👁 7,910 vues
Plaques dissimulées, immatriculations illégales, véhicules administratifs en infraction, c’est la fin du désordre. Ce mardi 15 juillet 2025, le ministère des Transports a lancé une vaste opération de retrait des plaques « fantaisistes » à Abidjan. Depuis le Plateau, cœur administratif de la capitale économique, policiers et volontaires sillonnent les artères pour restaurer l’ordre sur les routes et mettre fin à une pratique devenue trop courante.
Sur les pavés du Plateau en cette mi-juillet 2025, il est un peu plus de 9h30 quand une trentaine de volontaires en gilets fluorescents, armés de tournevis, de pinces et de tablettes, reçoivent leurs dernières consignes devant la cathédrale Saint-Paul. Face à eux, agents de police et cadres du ministère des Transports peaufinent le plan d’assaut : les rues du quartier des affaires vont être quadrillées pour traquer une infraction devenue trop fréquente – l’usage illégal de plaques d’immatriculation dites « banalisées » ou « fantaisistes ».
« Plateau Nord et Plateau Sud, deux zones, deux équipes. On ne laisse rien passer », lance un superviseur. Les volontaires, visiblement concentrés, se répartissent les checkpoints stratégiques : carrefours, ronds-points, accès aux ministères. La mission est claire : retirer toutes les plaques superposées ou dissimulant l’immatriculation d’origine, y compris sur les véhicules de l’administration.
La tension est palpable lorsque les premiers véhicules sont stoppés par la police. L’un d’eux, un SUV noir arborant une plaque au logo officiel, suscite la curiosité. Un agent s’approche, vérifie, puis hoche la tête : « Plaque illégale ». Deux volontaires interviennent sans tarder. En quelques gestes, la plaque en surcharge est dévissée sous les regards médusés des passants. « C’est pour leur sécurité, et celle de tous. L’indiscipline doit cesser », commente un policier.
Au poste de commandement improvisé, Oumar Sacko, Directeur général des Transports terrestres et de la circulation, suit les opérations de près. Pour lui, l’enjeu est de taille. « Ce n’est pas une simple campagne de sensibilisation. C’est une opération nationale, menée dans toutes les communes du District d’Abidjan. On veut frapper fort », insiste-t-il. La veille, il avait déjà donné le ton : « Trop de véhicules circulent incognito, parfois impliqués dans des délits ou des accidents. Il faut restaurer l’ordre sur nos routes. »

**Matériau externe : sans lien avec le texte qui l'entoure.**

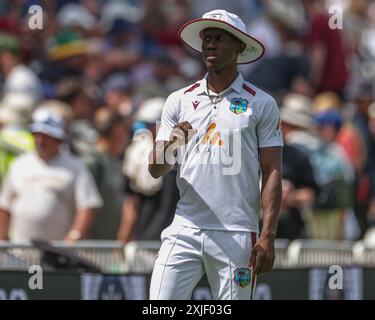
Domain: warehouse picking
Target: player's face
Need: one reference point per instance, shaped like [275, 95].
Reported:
[220, 49]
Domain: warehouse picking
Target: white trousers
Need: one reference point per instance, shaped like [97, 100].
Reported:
[186, 254]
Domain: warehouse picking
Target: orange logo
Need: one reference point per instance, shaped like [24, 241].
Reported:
[215, 139]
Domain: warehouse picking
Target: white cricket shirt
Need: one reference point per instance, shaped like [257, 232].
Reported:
[219, 169]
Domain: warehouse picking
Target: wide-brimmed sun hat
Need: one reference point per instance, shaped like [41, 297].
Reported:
[297, 110]
[190, 33]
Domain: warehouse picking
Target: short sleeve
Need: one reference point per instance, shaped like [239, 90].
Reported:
[169, 117]
[269, 127]
[86, 193]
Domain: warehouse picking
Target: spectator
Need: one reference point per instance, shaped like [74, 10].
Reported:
[15, 137]
[18, 78]
[49, 194]
[104, 162]
[118, 93]
[299, 193]
[280, 28]
[371, 125]
[151, 204]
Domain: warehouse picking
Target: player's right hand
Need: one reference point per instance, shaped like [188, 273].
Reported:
[182, 133]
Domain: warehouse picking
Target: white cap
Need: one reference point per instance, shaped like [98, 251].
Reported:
[190, 33]
[48, 122]
[150, 110]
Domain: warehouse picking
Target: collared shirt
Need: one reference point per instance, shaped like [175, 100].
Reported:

À ses côtés, le Commissaire Divisionnaire-Major Yéo Kollo Roger, préfet de la police d’Abidjan, rappelle les textes. Il cite les décrets de 2014 et 2016 qui interdisent les plaques non conformes et les vitres teintées d’origine douteuse. « Il est temps que chacun se conforme à la loi », martèle-t-il.
Au fil des heures, les interventions s’enchaînent. Des plaques retirées sont enregistrées et conservées. Les voitures des particuliers contrevenants sont parfois conduites en fourrière. Pour les véhicules administratifs, l’heure est à la pédagogie, mais la fermeté n’est pas loin. « À la prochaine infraction, ce sera autre chose », prévient un agent.
Dans les rues du Plateau, cette opération résonne comme un signal fort : la route ne sera plus un espace d’impunité. Et pour les automobilistes, le message est clair : rouler en règle n’est plus une option, c’est une exigence.